Controversial Views On The Impact Of Plastic Surgery On Mental Health
In 2017 there was 17.5 million cosmetic procedures performed in the United States alone. Out of these millions of surgeries, the top five were all aesthetic based plastic surgery procedures. Plastic surgery is a branch of cosmetic surgery fully focused on aesthetics and reconstructing the body into a more ideal version of westernized beauty. Each year more and more surgeries, including noninvasive, are performed. While it used to only be for the rich and famous, plastic surgery is more attainable than ever for the average person.
With its growing popularity, this topic has become extremely controversial and concerns of whether or not plastic surgery is beneficial to mental health have been brought up. Those in favor of it believe that it improves self esteem by relieving patients of distress by getting rid of their “problem areas”. Those opposed believe if it is an unhealthy way to resolve body confidence issues and it promotes destructive behavior.
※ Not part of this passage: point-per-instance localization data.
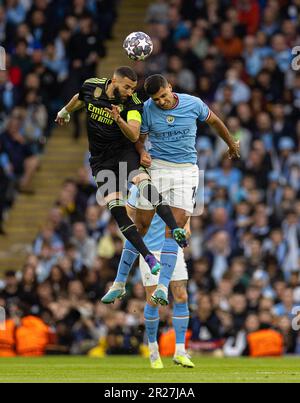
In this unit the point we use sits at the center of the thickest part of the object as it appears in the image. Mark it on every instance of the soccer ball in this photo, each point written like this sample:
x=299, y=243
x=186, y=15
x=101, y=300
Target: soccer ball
x=138, y=46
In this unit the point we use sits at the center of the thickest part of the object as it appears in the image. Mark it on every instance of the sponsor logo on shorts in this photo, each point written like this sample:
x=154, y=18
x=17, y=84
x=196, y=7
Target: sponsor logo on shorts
x=170, y=120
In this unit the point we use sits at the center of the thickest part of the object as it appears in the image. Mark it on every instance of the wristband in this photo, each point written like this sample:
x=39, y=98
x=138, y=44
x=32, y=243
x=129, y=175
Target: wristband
x=64, y=114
While in some instances cosmetic surgery may be beneficial, plastic surgery focused on aesthetics is overall extremely harmful to mental health because it sets unrealistic beauty standards, causes mental illnesses, and in the long run can actually ruin self esteem.
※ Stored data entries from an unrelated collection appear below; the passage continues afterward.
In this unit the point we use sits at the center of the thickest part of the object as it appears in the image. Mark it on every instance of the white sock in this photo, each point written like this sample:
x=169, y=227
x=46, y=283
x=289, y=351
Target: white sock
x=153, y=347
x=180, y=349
The unrealistic beauty standards plastic surgery sets causes people to question their own perfectly valid appearance. In our modern society, people can make entire careers just for being wildly beautiful. As this generation revolves around the online world, there is no escape from seeing images of the products of plastic surgery, whether they are advertised that way or not. People become obsessed with the idea of looking like the models they see plastered all over social media. What those who think that way fail to understand is that for those models their appearance is their job. This forces them to constantly keep their looks up, meaning these stars will undergo secretly plastic surgery, leaving their fans questioning their own appearance.
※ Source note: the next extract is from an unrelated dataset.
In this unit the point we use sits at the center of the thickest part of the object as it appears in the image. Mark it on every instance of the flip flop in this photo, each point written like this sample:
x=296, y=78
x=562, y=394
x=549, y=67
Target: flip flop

Not realizing that these stars did not obtain their looks naturally, their followers constantly compare their own bodies to those that were hand crafted, wondering why they cannot look like that. This stems unhealthy thinking and pushes people to want plastic surgery when they were previously confident. This way of thinking is extremely destructive. If they were happy with their bodies before they should not feel the need to change themselves after being compared to models. The elimination of the dangerous promotion of plastic surgery without disclosing the presence of cosmetic procedures would drastically improve mental health and body confidence.